Getting the A1 cars (EA398 Scircco and EA400 Golf/Rabbit) into production had been a Herculean task, with the Scirocco debuting first, at Geneva in the spring of 1974. The original Scirocco had all the virtues of the A1 platform – it was light, nimble, and a joy to drive; though it wasn’t very powerful – particularly in the U.S. where emissions controls prevented selling some of the higher-spec engines.

Replacing the Original

The Mk2 took shape in 1977 and smoothed out the looks of the car, also making it slightly larger and more capacious inside. ItalDesign also presented a follow-up car, but VW chose Schäfer’s in-house design. The Mk2 debuted at Geneva in 1981, arriving in the U.S. months later as an ‘82 model.

Underneath, there wasn’t that much new about the Mk2 – there was no need to re-engineer a great chassis or a good engine family, but coupes are about being stylish and the new car looked more contemporary for 1981/82.

As before, American versions were slower. In Europe, VW offered a 1.6L 112-hp GTi, but the fastest U.S. model was the 1.7L 90-hp Wolfsburg intro’d in 1983. In 1984, this engine became standard in the U.S. and remained so until 1987.

Sweet Sixteen

In the face of newer and faster competition, VW finally offered a seriously fast Scirocco in mid-1986 – the 16V. At the heart of the new car was a 4-valve-per-cylinder, 1.8L version of VW’s proven EA827 engine family. It now offered 123-hp in U.S. form.
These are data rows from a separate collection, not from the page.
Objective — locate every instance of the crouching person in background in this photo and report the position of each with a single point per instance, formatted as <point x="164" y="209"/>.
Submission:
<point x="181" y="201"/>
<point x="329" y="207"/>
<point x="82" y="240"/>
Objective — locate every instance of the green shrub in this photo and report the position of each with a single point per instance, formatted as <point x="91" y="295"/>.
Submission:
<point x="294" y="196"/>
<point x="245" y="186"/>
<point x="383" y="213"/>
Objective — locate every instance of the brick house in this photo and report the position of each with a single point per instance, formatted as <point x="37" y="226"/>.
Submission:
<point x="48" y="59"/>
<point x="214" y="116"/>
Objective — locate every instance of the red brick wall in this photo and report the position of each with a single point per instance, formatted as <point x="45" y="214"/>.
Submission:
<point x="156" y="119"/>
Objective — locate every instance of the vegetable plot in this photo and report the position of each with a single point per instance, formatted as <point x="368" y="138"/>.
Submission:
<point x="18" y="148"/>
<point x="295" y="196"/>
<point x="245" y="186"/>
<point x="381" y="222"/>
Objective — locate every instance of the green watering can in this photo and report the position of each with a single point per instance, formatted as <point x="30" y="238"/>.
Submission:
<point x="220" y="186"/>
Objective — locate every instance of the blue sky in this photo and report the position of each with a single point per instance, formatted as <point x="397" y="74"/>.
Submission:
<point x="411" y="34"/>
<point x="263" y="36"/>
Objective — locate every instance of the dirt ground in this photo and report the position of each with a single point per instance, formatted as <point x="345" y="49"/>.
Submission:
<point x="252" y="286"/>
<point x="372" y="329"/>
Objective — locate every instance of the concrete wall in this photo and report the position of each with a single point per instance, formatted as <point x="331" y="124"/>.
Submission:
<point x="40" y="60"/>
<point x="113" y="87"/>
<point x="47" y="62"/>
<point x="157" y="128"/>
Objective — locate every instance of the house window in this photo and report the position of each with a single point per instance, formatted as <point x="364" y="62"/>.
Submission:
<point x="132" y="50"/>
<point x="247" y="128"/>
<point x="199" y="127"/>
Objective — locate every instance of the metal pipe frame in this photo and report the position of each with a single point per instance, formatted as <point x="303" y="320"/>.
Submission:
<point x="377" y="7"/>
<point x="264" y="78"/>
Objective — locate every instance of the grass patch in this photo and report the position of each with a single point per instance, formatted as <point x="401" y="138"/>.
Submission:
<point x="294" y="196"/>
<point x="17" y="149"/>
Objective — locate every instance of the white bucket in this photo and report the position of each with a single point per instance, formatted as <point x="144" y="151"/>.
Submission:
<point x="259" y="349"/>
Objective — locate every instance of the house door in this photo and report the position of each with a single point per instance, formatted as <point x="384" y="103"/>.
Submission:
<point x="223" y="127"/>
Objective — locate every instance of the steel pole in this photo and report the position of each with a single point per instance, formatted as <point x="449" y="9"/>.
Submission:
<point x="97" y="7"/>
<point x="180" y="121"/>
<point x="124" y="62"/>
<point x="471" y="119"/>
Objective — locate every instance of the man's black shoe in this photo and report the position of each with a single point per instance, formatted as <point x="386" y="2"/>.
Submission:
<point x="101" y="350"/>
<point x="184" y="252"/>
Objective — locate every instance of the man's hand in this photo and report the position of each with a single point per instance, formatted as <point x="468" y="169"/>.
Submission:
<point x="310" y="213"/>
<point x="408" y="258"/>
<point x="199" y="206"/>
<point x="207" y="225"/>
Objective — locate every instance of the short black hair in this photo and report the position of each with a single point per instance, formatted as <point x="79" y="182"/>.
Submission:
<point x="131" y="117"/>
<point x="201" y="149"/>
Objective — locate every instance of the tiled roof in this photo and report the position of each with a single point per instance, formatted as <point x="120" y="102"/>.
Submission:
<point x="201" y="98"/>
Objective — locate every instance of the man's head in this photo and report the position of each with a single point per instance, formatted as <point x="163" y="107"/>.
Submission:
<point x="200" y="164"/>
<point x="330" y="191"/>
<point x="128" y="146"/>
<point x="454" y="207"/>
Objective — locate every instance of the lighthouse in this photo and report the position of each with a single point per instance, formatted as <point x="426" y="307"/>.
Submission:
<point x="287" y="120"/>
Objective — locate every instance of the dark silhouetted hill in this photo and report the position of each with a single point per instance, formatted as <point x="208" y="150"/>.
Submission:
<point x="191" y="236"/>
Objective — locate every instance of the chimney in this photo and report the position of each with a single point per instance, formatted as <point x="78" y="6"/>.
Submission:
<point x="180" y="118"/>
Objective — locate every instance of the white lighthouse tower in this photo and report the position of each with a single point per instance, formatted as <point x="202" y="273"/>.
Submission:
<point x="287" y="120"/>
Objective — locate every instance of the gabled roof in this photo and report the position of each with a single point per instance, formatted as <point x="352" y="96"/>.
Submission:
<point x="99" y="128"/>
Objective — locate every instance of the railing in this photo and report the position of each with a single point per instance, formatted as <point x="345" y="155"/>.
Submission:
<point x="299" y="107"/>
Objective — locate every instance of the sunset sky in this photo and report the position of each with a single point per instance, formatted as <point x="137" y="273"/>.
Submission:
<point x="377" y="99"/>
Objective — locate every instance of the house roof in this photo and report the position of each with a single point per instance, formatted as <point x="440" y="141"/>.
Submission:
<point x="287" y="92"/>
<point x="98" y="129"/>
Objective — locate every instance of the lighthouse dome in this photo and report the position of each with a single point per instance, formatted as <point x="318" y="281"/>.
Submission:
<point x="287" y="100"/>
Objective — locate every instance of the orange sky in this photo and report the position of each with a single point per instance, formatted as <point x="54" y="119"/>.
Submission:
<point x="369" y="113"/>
16V heads, new to production cars in the ‘70s, became much more common in the late 80s. Their freer breathing and better burn wrung more power out of many older engine designs with no sacrifice in MPG.

The 16V was not just an engine upgrade, however. It also got a body kit (introduced in Europe in 1984) and upgraded 10.1” discs up front and 8.9” discs in the back, as well as some other minor tweaks.

Considerably faster than the 8-valver, the 16V briefly revitalized U.S. interest in the Scirocco and prepared the ground for what VW envisioned would be the Scirocco’s replacement – the more upmarket Corrado then in development. “Interest,” however, did not translate into sales. Mk2 sales peaked in 1984 in the U.S. at about 17,000 units.

In 1988, only the 16V model was offered in the United States, but there were still a few left over in 1989 despite VW officially dropping it from the lineup at the end of ‘88. Those who did try it were rewarded with a pretty quick car for the time – for a non-Turbo, the 16V would do 0-60 in just under eight seconds.

Though partially supplanted by the Corrado, the Mk2 continued into 1992 in European markets.

This particular Scirocco belongs to Jason Camissa, who’s owned it now for 23 years.